Considering the insect apocalypse also reminded me that one morning in September of this year, while waiting for the bus, I had been excited to see a bumblebee floating from flower to flower on our purple heart plants. I was so excited that I even took a photo (below) and watched it for as long as I could. What I didn’t realize at the time, because it is so difficult to notice, is that my excitement was borne not of the presence of the bumblebee, but of the overwhelming absence of all other insects in the garden.
Jarvis writes that we are exceptionally good at forgetting how things used to be. “The world never feels fallen, because we grow accustomed to the fall.”
As I have now been made aware of this acute loss, my last response has been to imagine ways that I could contribute to insect habitats. I found a lovely British organization called BugLife that created the following diagram for gardening with insects in mind.
This diagram includes food, water, and habitat for insects to grow and survive all four seasons of the year. One of the core lessons that BugLife seeks to share is that in order to support insect life we need to do more and we need to do much LESS. We need to stop keeping our farms, yards, and gardens so tidy and we need to keep a much wider variety of flowering plants than in a traditional garden. Essentially, we need to return our small portions of the earth back to a more natural environment and we need to learn to see beauty in way that each element serves to benefit the other.
I’ve also been daydreaming constantly about buying a small parcel of land that’s for sale near my house and fully living into my permaculture fantasies. It’s a densely wooded area perched above a ravine on one side while bordering a neighborhood and an old semi-industrial area on the others. It looks like there is enough run-off from the street to feed a small pond or two on the property and enough room for a house and multiple outbuildings. While many trees would need to be cut down, the entire property could eventually be reshaped into a self-sustaining and diverse ecosystem of wild prairie, forest, ponds, as well as gardens and living spaces.

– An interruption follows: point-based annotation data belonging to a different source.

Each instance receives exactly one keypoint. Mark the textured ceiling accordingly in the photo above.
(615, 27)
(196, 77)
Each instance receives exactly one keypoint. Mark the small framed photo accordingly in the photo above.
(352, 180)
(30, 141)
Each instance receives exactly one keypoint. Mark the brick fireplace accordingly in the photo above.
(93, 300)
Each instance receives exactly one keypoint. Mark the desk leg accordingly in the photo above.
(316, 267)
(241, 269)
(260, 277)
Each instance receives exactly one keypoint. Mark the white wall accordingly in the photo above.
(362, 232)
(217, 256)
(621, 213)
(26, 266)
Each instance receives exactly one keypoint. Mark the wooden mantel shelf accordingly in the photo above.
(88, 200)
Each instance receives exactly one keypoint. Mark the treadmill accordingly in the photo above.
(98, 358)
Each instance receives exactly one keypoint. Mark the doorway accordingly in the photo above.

I’ve imagined the houses incorporating sustainable design such as cob construction, passive and active solar, rocket stove mass heaters, and composting toilets.
Of course, I don’t know how to do any of these things and I can’t quit my day job, but it’s still fun to dream:
Until then, I will be actively swapping my anxiety for action with small changes to make the natural world around me more interesting, more wild, and a little more hospitable to our little friends.